Posted on Feb 13, 2021

14 February 2021

On one of my January vacations I stayed with my two of my friends in a condo

that was attached to a health spa kind of place.

Mostly, it had a very large and well-equipped work out building.

One morning, instead of walking the mountain as I liked to do,

I went to the work out building and did some strength training.

As I am working on the curls machine,

two women come and stand right in front of me.

One of them begins to complain because her gardener has disappeared.

He’d been sent back to Mexico on a sweep the local sheriff was conducting.

“I’m glad they caught him,” she said.  “We had a meeting about these illegals,

they come here with no skills and well we’re just too good to them.

We can’t afford them or their children.”

Her friend went on, “It’s not just them you know, it’s the Pollacks too

who are coming here.  Do you know what they do? 

They send their money back to their relatives in Poland.

It’s ruining our economy. 

If they’re going to come here the least they could do would be to spend

their money here.”

I suppose my blood began to boil because they were talking about Pollacks.

But maybe it also began to boil because those two women forgot that their relatives

had also “come here with nothing.”

We so easily seem unable to put ourselves in another’s shoes.

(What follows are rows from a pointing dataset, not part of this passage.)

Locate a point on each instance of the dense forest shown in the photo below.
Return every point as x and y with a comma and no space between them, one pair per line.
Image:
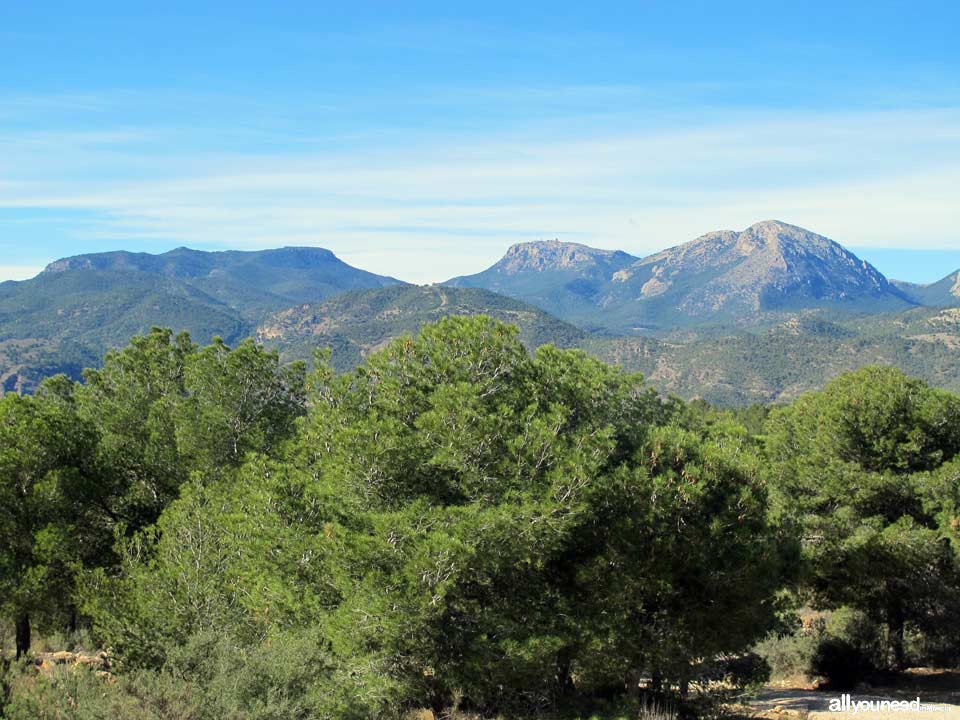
459,525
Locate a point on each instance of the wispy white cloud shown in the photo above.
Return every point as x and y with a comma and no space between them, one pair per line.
447,204
18,272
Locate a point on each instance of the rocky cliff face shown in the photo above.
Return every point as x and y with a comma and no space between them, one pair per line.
723,277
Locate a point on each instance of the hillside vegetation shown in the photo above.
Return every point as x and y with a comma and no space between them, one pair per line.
459,524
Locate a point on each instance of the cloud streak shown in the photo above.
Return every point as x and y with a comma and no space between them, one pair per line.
442,204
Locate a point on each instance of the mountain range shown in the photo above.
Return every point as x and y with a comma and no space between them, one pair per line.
735,317
739,279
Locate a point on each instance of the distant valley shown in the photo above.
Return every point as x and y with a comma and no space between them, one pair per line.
735,317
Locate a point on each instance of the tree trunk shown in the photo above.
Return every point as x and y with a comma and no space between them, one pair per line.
23,635
895,631
562,682
656,682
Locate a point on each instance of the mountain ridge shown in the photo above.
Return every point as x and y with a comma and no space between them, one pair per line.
723,277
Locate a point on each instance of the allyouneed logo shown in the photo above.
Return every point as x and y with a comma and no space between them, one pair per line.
845,703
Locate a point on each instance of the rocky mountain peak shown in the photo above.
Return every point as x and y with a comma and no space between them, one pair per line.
544,255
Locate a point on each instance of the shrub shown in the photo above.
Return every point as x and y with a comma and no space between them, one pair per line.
789,655
841,663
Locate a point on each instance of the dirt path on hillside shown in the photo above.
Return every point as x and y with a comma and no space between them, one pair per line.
939,693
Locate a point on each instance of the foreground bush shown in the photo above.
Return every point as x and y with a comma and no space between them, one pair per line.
458,521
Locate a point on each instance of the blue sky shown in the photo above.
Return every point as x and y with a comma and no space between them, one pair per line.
420,140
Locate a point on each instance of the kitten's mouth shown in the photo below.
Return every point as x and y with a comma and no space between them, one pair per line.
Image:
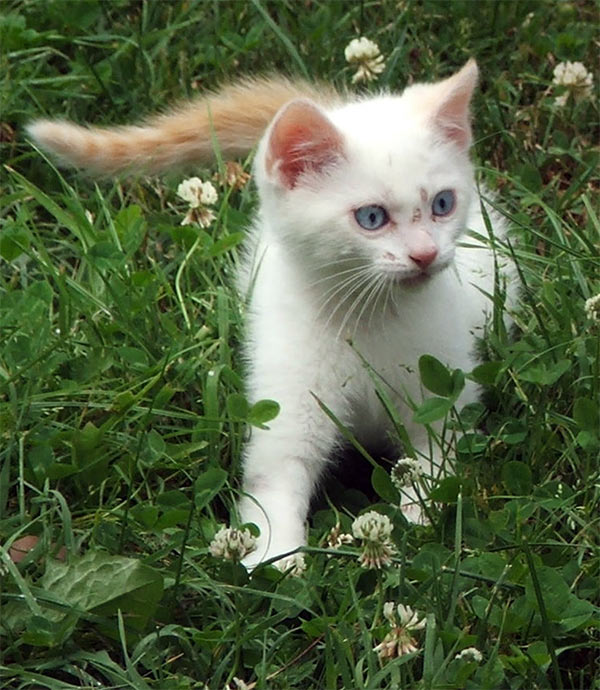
413,280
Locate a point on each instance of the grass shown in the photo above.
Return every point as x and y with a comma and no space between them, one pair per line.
121,416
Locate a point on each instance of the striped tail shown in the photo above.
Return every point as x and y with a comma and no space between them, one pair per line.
235,117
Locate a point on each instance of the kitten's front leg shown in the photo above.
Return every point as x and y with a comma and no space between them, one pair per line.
283,463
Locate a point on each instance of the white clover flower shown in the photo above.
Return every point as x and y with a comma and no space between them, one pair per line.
399,641
592,308
337,538
372,526
201,216
196,192
232,544
294,565
374,530
470,654
209,195
365,54
405,472
577,80
190,191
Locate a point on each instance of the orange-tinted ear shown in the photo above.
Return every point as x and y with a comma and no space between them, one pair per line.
302,139
452,114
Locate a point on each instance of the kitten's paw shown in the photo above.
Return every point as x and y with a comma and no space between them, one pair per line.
414,513
295,564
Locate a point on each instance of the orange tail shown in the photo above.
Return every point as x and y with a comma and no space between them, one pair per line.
235,116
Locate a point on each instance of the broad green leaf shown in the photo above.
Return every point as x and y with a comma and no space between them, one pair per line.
435,376
101,583
544,374
263,411
13,241
554,590
432,410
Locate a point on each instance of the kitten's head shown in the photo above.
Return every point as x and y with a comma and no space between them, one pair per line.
384,182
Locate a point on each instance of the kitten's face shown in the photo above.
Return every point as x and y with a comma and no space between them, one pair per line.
396,201
381,185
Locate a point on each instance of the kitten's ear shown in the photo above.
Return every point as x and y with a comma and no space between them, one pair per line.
453,115
302,139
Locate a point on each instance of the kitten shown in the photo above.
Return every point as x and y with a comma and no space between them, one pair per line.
354,256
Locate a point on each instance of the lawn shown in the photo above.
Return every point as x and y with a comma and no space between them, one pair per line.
122,409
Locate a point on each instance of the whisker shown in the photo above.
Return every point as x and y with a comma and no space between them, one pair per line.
358,283
357,301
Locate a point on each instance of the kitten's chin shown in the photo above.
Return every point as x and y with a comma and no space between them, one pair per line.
414,281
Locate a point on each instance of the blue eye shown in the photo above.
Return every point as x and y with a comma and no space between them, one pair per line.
443,203
371,217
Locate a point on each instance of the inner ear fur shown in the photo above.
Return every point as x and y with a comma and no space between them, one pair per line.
302,139
453,116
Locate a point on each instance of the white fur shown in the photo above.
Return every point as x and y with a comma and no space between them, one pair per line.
308,301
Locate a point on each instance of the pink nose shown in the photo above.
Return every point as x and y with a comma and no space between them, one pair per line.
424,257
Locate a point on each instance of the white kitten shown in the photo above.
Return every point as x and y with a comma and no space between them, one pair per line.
362,206
353,257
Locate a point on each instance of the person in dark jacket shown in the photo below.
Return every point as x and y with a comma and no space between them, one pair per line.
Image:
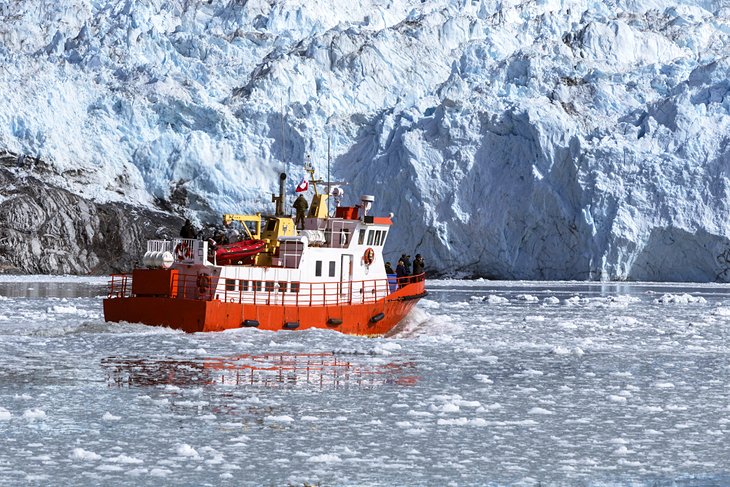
301,205
188,230
419,265
401,273
406,262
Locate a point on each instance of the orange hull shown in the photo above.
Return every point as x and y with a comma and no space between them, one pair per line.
196,315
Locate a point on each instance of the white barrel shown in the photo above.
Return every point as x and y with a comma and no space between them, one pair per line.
166,260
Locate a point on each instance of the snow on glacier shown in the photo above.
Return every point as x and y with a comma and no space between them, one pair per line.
515,138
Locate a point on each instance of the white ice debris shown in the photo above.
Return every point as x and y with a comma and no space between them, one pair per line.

Mother Theresa used to say that biggest disease today is not leprosy or tuberculosis,

but the disease of being unwanted.

Immigration is a huge problem.  I really don’t know what the solution is.

I do know that for a disciple of Jesus dealing with that issue or abortion or any issue,

is our call to put ourselves in the other person’s shoes.

In the gospel today, Jesus doesn’t just “heal” the leper,

he touches him–literally, puts himself in the other persons skin by making himself “unclean.”

There is a second lesson in this gospel, very subtle.

The leper asks Jesus for the seeming impossible–to be cured.

Jesus asks the leper for the possible–not to say anything about it.

Of course Jesus grants the impossible, but the leper finds it impossible to do the possible.

I think Jesus asks each of us to enter the skin of someone else, especially those we judge harshly.

He tells us it is possible.

Question of the week: Why do you find it so impossible some times?